🤖 AI Summary
This work addresses the modality gap in visible-infrared person re-identification (VI-ReID), which arises from discrepancies in illumination and wavelength characteristics between modalities. To bridge this gap, the authors propose a Multi-band Frequency Expert Network (MFEN), introducing for the first time a multi-band adaptive fusion mechanism into VI-ReID. The method employs a mixture-of-experts architecture to dynamically integrate information from different frequency bands and incorporates Random Frequency Augmentation (RFA) and Frequency-Assisted Optimization (FAO) strategies to facilitate robust cross-modal feature learning. Extensive experiments on three mainstream VI-ReID benchmarks demonstrate that the proposed approach significantly outperforms existing state-of-the-art methods, confirming the effectiveness of multi-band collaborative learning in enhancing cross-modal matching performance.
📝 Abstract
Visible-infrared person re-identification (VI-ReID) is challenging due to the large modality discrepancy between visible and infrared images.

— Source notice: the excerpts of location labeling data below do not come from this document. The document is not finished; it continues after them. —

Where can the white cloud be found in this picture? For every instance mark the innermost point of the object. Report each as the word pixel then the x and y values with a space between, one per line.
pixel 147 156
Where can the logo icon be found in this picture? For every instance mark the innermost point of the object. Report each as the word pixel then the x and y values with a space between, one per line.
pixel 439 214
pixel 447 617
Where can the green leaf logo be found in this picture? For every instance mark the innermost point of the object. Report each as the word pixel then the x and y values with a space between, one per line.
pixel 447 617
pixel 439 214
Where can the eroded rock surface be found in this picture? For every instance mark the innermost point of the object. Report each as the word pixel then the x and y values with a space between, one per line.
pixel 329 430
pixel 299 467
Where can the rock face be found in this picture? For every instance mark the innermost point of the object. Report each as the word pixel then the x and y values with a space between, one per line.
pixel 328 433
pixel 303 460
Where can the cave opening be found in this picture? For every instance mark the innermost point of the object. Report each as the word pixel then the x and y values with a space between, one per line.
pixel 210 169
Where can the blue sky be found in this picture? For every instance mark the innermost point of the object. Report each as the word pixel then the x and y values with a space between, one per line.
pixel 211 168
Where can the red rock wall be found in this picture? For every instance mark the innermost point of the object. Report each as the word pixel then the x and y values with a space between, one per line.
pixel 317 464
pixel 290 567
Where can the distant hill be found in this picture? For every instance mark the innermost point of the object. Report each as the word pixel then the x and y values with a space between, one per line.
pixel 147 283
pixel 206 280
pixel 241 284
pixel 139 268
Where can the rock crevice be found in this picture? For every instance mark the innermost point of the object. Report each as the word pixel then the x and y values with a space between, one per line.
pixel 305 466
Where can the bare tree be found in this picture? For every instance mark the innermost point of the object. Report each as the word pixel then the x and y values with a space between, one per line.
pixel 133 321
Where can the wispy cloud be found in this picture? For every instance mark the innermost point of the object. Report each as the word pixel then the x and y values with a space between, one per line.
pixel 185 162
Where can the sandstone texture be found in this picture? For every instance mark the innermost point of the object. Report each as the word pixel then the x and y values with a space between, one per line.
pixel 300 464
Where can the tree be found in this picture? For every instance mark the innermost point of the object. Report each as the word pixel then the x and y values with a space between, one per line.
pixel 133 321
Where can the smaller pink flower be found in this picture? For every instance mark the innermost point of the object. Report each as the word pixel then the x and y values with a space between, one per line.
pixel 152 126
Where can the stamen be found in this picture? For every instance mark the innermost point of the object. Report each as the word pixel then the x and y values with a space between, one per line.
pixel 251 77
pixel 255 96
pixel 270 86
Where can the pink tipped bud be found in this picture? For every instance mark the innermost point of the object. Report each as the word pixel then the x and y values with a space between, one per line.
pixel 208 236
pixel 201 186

We contend that this discrepancy is largely related to differing lighting conditions, including differences in light wavelength and light source type. Recently, frequency-based VI-ReID approaches have achieved notable success because frequency information can better extract identity-relevant contours and details while excluding irrelevant lighting and color. However, existing methods either do not distinguish different frequency bands or focus on only one band, which is insufficient under diverse lighting conditions. To perform comprehensive frequency domain learning, we propose a Multi-Frequency Expert Network (MFEN) that enables multi-frequency modulation and adaptively combines different bands through a mixture-of-experts design. We further introduce Random Frequency Augmentation (RFA) and Frequency Auxiliary Optimization (FAO) to better train MFEN. The three modules are complementary and jointly capture critical frequency-domain details for robust representation learning. Extensive experiments on three VI-ReID datasets demonstrate the effectiveness of our approach.